By the way, all the gdb stack traces I've been able to get of these
crashes are corrupt, and basically useless.  (This is of course	with a
non-symbol-stripped build.)

This is	likely to turn out to be a memory corruption bug.
> Which isn't good news, because doing that isn't feasible, and because
> jemalloc's masking of this bug's real cause makes it much harder to
> find.

There recently was another bug that jemalloc masked -- bug 700835.  And (something I'd forgotten) you can set the NO_MAC_JEMALLOC to turn off jemalloc on the Mac.  So it won't be so hard, after all, to find this bug's true regression range.
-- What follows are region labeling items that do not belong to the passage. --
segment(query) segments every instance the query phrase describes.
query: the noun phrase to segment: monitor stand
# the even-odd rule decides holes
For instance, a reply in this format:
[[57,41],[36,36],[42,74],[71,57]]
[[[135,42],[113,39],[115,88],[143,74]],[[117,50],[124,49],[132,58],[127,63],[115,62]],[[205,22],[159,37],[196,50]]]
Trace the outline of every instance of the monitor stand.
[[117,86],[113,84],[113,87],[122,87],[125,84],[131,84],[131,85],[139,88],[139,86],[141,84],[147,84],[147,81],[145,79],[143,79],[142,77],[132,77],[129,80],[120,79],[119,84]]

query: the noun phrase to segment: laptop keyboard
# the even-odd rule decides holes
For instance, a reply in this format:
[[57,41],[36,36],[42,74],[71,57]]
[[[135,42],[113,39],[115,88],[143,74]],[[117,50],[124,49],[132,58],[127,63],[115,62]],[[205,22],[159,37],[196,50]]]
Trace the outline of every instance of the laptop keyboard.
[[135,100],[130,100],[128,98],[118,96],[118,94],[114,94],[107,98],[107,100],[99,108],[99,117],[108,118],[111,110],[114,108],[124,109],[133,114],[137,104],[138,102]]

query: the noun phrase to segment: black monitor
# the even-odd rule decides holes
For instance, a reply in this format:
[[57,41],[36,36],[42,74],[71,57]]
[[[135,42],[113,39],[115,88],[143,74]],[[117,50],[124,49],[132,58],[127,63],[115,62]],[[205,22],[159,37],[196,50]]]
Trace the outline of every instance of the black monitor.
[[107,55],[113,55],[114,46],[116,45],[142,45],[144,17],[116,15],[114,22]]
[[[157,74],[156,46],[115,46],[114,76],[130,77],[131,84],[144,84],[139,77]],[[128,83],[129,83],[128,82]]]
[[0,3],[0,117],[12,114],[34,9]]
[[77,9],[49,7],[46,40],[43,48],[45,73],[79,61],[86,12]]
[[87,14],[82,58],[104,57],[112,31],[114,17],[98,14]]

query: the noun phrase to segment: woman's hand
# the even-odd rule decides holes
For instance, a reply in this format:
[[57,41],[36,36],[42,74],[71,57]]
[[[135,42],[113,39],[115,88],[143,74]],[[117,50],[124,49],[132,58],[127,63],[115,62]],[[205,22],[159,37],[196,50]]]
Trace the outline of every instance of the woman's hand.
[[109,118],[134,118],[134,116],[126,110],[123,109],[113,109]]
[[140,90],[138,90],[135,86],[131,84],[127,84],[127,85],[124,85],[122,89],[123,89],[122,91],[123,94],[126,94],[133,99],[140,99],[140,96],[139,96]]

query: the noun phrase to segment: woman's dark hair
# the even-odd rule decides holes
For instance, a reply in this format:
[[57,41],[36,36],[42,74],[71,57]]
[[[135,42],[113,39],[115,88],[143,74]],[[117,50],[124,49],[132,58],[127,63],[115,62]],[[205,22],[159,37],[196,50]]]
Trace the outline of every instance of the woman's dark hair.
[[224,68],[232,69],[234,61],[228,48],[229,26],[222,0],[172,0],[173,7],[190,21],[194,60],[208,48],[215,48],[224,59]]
I'll be working on that tomorrow.
The NO_MAC_JEMALLOC environment variable.
For my own future reference:

In order to set the NO_MAC_JEMALLOC environment variable when you double-click an app, add the following to its Info.plist:

  <key>LSEnvironment</key>
  <dict>
  <key>NO_MAC_JEMALLOC</key>
  <string>1</string>
  </dict>
(Following up comment #16)

Though Apple documents this capability, it'd widely (and correctly) reported not to work at all.  Fortunately there's another way:

Create a ~/.MacOSX/ directory, and (if you don't have one already) add an environment.plist file to it.  Or edit it if you do have one.  Then log out and back in again.
(Following up comment #17)

Unfortunately, though, mozilla-central nightlies crash on startup on OS X 10.5.8 with NO_MAC_JEMALLOC set from when jemalloc was enabled on 10.5 (http://hg.mozilla.org/mozilla-central/rev/c4e4af6b7ae4, bug 694335) until it was disabled again (bug 702250).
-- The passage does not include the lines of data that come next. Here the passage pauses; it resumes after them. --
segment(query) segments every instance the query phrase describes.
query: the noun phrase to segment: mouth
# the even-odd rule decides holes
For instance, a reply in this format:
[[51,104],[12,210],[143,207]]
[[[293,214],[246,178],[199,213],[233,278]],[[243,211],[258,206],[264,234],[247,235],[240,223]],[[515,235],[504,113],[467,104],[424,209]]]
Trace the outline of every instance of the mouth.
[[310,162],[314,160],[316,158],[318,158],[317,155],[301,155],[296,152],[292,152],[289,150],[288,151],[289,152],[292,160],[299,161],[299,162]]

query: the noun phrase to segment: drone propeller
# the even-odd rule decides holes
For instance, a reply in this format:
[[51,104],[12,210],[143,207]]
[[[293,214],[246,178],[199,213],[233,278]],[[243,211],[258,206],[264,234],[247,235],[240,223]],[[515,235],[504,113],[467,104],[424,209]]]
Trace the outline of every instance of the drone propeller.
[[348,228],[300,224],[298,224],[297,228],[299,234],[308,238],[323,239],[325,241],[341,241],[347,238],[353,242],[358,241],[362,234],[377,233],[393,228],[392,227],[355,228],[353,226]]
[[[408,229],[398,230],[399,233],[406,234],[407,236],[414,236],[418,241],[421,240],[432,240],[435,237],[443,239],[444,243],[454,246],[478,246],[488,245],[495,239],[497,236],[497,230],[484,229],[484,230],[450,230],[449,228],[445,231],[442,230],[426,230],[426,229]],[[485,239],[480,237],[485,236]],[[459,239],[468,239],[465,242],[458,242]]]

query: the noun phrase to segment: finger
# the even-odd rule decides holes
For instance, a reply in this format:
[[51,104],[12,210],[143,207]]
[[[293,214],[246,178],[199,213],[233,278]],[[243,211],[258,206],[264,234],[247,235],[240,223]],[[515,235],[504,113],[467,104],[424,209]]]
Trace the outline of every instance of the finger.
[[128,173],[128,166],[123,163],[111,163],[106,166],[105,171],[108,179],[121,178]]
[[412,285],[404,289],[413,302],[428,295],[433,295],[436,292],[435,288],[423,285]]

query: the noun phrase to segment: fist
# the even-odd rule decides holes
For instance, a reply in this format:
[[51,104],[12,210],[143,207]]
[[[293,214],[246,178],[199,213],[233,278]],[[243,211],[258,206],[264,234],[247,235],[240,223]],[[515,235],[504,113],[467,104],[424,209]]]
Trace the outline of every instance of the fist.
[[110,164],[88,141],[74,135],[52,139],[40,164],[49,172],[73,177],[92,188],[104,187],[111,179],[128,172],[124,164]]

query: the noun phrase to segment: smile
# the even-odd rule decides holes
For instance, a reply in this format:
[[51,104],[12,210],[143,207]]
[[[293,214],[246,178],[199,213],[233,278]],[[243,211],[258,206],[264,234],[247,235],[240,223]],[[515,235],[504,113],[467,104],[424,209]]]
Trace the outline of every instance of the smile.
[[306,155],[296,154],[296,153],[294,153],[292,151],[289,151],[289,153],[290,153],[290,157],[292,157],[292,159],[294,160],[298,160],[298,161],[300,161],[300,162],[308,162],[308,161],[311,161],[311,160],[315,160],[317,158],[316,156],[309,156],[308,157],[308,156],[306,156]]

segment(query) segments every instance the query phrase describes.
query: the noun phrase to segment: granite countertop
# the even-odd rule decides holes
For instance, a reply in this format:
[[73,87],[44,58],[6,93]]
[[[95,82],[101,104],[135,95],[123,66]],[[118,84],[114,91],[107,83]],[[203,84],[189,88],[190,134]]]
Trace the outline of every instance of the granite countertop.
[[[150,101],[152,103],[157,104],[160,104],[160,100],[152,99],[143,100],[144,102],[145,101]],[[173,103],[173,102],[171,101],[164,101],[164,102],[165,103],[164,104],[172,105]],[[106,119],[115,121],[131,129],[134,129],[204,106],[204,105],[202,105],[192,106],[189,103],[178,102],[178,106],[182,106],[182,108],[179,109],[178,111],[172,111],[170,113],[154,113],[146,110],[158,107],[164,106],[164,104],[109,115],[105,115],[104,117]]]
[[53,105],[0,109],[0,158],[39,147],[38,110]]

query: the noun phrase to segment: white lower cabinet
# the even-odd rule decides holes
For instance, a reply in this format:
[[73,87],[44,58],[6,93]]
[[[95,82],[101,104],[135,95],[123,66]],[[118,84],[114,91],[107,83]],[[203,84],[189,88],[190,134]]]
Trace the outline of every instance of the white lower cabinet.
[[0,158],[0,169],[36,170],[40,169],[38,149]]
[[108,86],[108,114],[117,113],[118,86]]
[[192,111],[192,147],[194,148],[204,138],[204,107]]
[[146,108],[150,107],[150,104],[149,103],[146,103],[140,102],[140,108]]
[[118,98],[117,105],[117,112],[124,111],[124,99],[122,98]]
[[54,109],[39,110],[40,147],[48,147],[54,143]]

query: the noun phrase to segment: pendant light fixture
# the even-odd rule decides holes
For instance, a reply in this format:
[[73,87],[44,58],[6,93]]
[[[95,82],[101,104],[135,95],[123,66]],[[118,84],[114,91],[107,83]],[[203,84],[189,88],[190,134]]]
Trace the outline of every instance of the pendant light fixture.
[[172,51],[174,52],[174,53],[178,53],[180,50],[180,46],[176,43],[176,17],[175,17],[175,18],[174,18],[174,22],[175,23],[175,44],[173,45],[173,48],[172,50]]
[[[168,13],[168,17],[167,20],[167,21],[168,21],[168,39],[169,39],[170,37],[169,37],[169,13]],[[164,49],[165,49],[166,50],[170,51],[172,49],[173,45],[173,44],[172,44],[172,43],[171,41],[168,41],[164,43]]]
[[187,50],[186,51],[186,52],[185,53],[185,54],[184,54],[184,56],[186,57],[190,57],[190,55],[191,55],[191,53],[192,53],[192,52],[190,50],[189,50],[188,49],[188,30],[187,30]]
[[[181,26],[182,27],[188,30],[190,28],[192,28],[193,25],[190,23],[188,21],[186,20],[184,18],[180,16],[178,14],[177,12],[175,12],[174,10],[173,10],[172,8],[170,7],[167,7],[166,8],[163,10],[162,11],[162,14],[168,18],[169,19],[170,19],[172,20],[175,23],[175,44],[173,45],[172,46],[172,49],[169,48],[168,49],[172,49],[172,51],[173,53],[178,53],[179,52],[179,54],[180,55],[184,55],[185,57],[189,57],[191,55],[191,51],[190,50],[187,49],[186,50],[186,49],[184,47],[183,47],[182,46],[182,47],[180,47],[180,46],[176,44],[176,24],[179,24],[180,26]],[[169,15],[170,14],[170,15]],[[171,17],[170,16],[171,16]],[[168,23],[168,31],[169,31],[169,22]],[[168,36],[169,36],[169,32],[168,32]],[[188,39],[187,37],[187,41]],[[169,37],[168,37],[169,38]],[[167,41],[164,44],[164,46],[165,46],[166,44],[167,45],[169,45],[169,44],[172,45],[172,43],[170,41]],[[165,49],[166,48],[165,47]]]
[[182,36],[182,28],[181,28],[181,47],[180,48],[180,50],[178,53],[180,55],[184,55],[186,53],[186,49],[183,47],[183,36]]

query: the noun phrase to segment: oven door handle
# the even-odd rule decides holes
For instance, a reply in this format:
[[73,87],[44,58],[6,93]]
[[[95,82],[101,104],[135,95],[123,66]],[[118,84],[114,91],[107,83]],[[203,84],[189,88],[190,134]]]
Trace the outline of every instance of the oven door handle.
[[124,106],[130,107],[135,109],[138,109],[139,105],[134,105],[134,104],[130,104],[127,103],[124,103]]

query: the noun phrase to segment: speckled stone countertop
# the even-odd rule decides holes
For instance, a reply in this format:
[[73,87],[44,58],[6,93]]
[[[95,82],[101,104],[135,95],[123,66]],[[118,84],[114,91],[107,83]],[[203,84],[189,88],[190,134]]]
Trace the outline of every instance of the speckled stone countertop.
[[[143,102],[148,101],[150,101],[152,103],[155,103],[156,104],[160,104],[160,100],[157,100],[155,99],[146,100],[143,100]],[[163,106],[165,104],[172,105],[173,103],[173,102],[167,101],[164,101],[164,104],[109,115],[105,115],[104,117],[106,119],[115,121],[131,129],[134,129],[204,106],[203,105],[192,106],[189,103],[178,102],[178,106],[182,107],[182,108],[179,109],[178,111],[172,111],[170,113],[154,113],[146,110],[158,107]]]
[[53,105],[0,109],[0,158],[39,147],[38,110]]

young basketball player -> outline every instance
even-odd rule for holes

So (apparently) NO_MAC_JEMALLOC will be of no help finding this bug's true regression range.
I see the same thing on my lab machine - the second build crashes with my STR but the first one does not. Thanks for hunting down the regression range.
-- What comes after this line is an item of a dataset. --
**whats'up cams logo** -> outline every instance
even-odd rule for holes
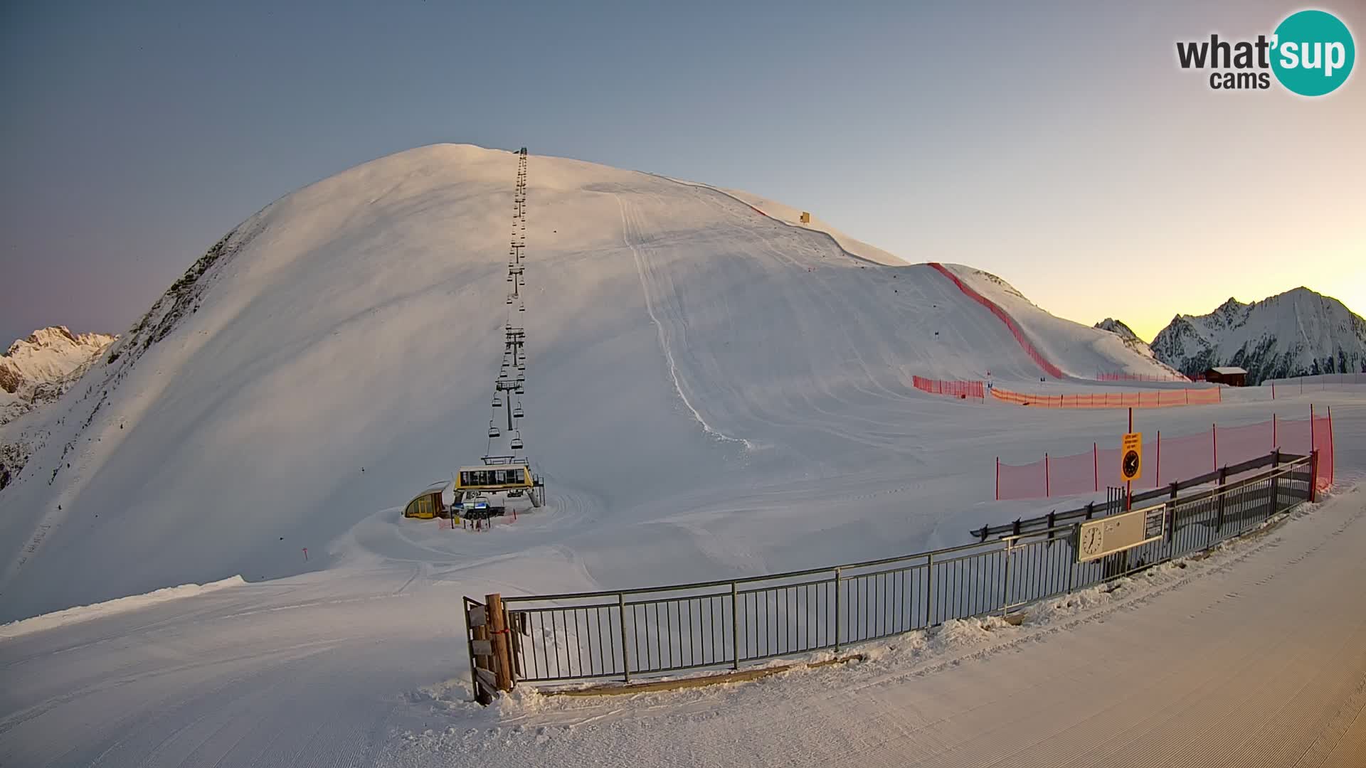
[[[1326,11],[1299,11],[1285,16],[1268,38],[1209,40],[1176,44],[1183,70],[1214,70],[1214,90],[1269,89],[1272,75],[1292,93],[1324,96],[1337,90],[1352,72],[1356,46],[1352,33]]]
(In reply to Steven Michaud from comment #13)
> (In reply to comment #11)
> 
> Here are the two builds I mentioned in comment #9.  The first one doesn't
> crash (for me).  The second one does.
> 
> ftp://ftp.mozilla.org/pub/firefox/nightly/2011/11/2011-11-21-09-23-46-
> mozilla-central/firefox-11.0a1.en-US.mac.dmg
> ftp://ftp.mozilla.org/pub/firefox/nightly/2011/11/2011-11-22-03-09-49-
> mozilla-central/firefox-11.0a1.en-US.mac.dmg
Keywords: qawanted
I'm still trying to get the "true" regression range (unmasked by jemalloc).  Since I can't use nightlies, it's quite slow.  But I've now managed to narrow the range to somewhere between these two landings (inclusive):

http://hg.mozilla.org/mozilla-central/rev/9ae1d4f44b8b
dougt@mozilla.com
Mon Nov 14 20:38:46 2011 -0800
Doug Turner — Bug 690201 - dead code - mLastDrawEvent never used. r=mbrubeck

http://hg.mozilla.org/mozilla-central/rev/24c8d04f6174
bmo@edmorley.co.uk
Mon Nov 14 04:35:37 2011 -0800
Ed Morley — Merge mozilla-central and mozilla-inbound

I'll keep working at it until I've identified the single patch that triggered this bug's crashes.
Here's the patch that triggered these crashes:

Bug 685767 - Factor blurring out into its own class, and use it from gfxAlphaBoxBlur. r=mattwoodrow
author	Joe Drew <joe@drew.ca>
	Mon Nov 14 17:29:28 2011 +1300 (at Mon Nov 14 17:29:28 2011 +1300)
http://hg.mozilla.org/mozilla-central/rev/6ae6d3beeaf4

Tomorrow I'll try to figure out why.
I had to disable jemalloc while testing.  Here's how I did it:

diff --git a/configure.in b/configure.in
--- a/configure.in
+++ b/configure.in
@@ -2343,21 +2343,21 @@ case "$target" in
            MKSHLIB_UNFORCE_ALL=''
        ;;
     esac
     ;;
 
 *-darwin*)
     MKSHLIB='$(CXX) $(CXXFLAGS) $(DSO_PIC_CFLAGS) $(DSO_LDOPTS) -o $@'
     MKCSHLIB='$(CC) $(CFLAGS) $(DSO_PIC_CFLAGS) $(DSO_LDOPTS) -o $@'
     MOZ_OPTIMIZE_FLAGS="-O3"
     _PEDANTIC=
-    MOZ_MEMORY=1
+    #MOZ_MEMORY=1
     CFLAGS="$CFLAGS -fno-common"
     CXXFLAGS="$CXXFLAGS -fno-common"
     DLL_SUFFIX=".dylib"
     DSO_LDOPTS=''
     STRIP="$STRIP -x -S"
     # Check whether we're targeting OS X or iOS
     AC_CACHE_CHECK(for iOS target,
                    ac_cv_ios_target,
                    [AC_TRY_COMPILE([#include <TargetConditionals.h>
 #if !(TARGET_OS_IPHONE || TARGET_IPHONE_SIMULATOR)
Blocks: 685767
oh, wow!

Steven, please don't hesitate to call on me for help here. Ping me on irc, whatever. :)
If this is memory corruption, presumably you want to run this through valgrind, right?
Marcia, could you test your STR from comment #3 on OS X 10.6 and 10.7 in 32-bit mode?  I'm not able to reproduce the crashes myself under those conditions.  But I don't have printer drivers installed for either of those OS versions, and that may be what makes the difference.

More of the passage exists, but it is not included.